I am creating a Scrapy spider for the ASPX site https://www.realestate.moj.gov.kw/live/Moj_Rs_11.aspx. The code needs to collect historical real estate data at scale. After entering the search parameters and submitting, the page directs me to another page where the data is displayed on one table. The problem is that this is only a small portion of the data and the rest is on subsequent pages. I need to be able to paginate thru the pages and collect the table from each. I have been able to replicate the _postback function through Scraoy FormRequest. This allows me to paginate through the pages consecutively one page after the other. But my problem is when I need to start on a later page. For example, let's say I need to start the scraper on page 30. If I were to add the parameters to load page 30 I would be returned a 404 Not Found. How do I get around this error and load whatever page I need to start at.
Here is my code
Any Help is appreciated thanks!
from pprint import pprint as pp
import scrapy
from scrapy.utils.response import open_in_browser
from scrapy import FormRequest
import pandas as pd
from datetime import date
from os.path import exists
import json
import sys
import os
from scrapy import signals
class AspxspiderSpider(scrapy.Spider):
name = 'aspxSpider'
allowed_domains = ['www.realestate.moj.gov.kw']

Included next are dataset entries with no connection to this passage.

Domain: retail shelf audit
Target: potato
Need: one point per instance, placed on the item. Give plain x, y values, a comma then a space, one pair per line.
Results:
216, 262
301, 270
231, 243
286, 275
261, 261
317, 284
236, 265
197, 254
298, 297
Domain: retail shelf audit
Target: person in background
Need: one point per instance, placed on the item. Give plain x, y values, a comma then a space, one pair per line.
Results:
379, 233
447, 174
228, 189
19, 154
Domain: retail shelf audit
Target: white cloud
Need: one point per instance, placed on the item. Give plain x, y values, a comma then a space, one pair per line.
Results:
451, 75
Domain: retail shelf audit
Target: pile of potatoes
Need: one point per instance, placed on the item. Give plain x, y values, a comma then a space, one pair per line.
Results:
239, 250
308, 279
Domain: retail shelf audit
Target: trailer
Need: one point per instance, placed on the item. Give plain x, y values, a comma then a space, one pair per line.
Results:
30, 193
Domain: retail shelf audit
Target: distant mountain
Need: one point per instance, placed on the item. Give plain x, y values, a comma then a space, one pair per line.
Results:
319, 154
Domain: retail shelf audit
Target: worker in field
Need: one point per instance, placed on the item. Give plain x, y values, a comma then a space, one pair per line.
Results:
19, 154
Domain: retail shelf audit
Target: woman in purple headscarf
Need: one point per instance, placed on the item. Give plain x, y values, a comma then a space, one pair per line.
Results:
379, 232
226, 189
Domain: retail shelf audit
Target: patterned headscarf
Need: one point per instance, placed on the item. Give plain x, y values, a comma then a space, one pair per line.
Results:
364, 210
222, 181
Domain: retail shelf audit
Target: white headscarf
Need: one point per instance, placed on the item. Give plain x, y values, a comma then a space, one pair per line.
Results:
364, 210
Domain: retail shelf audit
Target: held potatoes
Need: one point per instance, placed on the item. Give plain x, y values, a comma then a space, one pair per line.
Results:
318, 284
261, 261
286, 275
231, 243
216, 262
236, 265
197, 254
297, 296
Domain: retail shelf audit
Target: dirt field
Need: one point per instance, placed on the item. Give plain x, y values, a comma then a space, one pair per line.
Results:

# start_urls = ['https://www.realestate.moj.gov.kw/live/Moj_Rs_11.aspx']
url = 'https://www.realestate.moj.gov.kw/live/Moj_Rs_11.aspx'
page = 1
to_date = f'{date.today().day}/{date.today().month}/{date.today().year}'
path = os.getcwd().replace('\\', '/')
filename = f'{path}/results/{date.today().day}-{date.today().month}-{date.today().year}.parquet'
# def __init__(self, name=None, **kwargs):
# dispatcher.connect(self.spider_closed, signals.spider_closed)
# super().__init__(name, **kwargs)
# def spider_closed(self, spider):
# print('closing time closing time ')
# print(spider.filename)
# print('closing time closing time ')
def start_requests(self):
yield scrapy.Request(self.url, callback=self.step1)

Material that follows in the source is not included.